Up for consideration
- Type annotations? These are not necessarily "necessary", as our language is already appropriately constrained. Adding type annotations may even complexify implementation significantly. Nonetheless, there are a couple of options to explore:
- Do we want to support any record types?
(Property lists can always be used, though it may be desirable to
have a better type structure for the sake of a type system.)
However, it is possible to construct new types that even fit
nicely into the object capability model using a combination of
- It would be possible to add a module system that can actually import other nodes from the blockchain to execute them. This would then allow the blockchain itself to become a library of code.
- In the United States and mostly-internationally, "All Rights Reserved" is the default copyright.
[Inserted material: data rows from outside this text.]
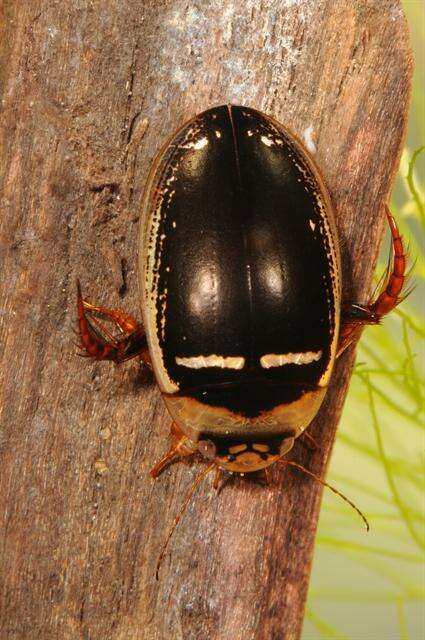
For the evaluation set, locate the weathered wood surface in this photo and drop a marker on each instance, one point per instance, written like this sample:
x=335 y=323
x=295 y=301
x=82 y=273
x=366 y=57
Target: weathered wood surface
x=90 y=90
We're now talking about adding what's recognized as a fully usable language to a blockchain, which means that if someone were to push code to the blockchain that others evaluated and claimed "Oh, you're running my code, now you need a license" this is possibly a valid legal form of attack against blockchain participants who are automatically verifying the integrity of smart signatures. An equitable estoppel defense may work, though it would be better to encode into the blockchain somehow that some licensing choice has been made. Perhaps Wikipedia is a good example of the largest collaborative commons; using a copyleft license that is used by all parties by default could result in "solidifying" the structure into a legally enforceable/protected commons. (Other routes for blockchains that would prefer more permissive/lax licenses may include encoding the expected de-facto license into the genesis block.)
- A toy implementation has been written making use of
Guile's sandboxed evaluation
facilities (public git repository coming soon after some cleanup).
This works, but:
- Restrictions on space and time are not deterministic.
- We would still want native compilation with obfuscation to prevent side-channel attacks.
- Real implementation has a number of different paths, but suggested: Implement on Guile's compiler tower with bottom layer first targeting VM then targeting native code generation.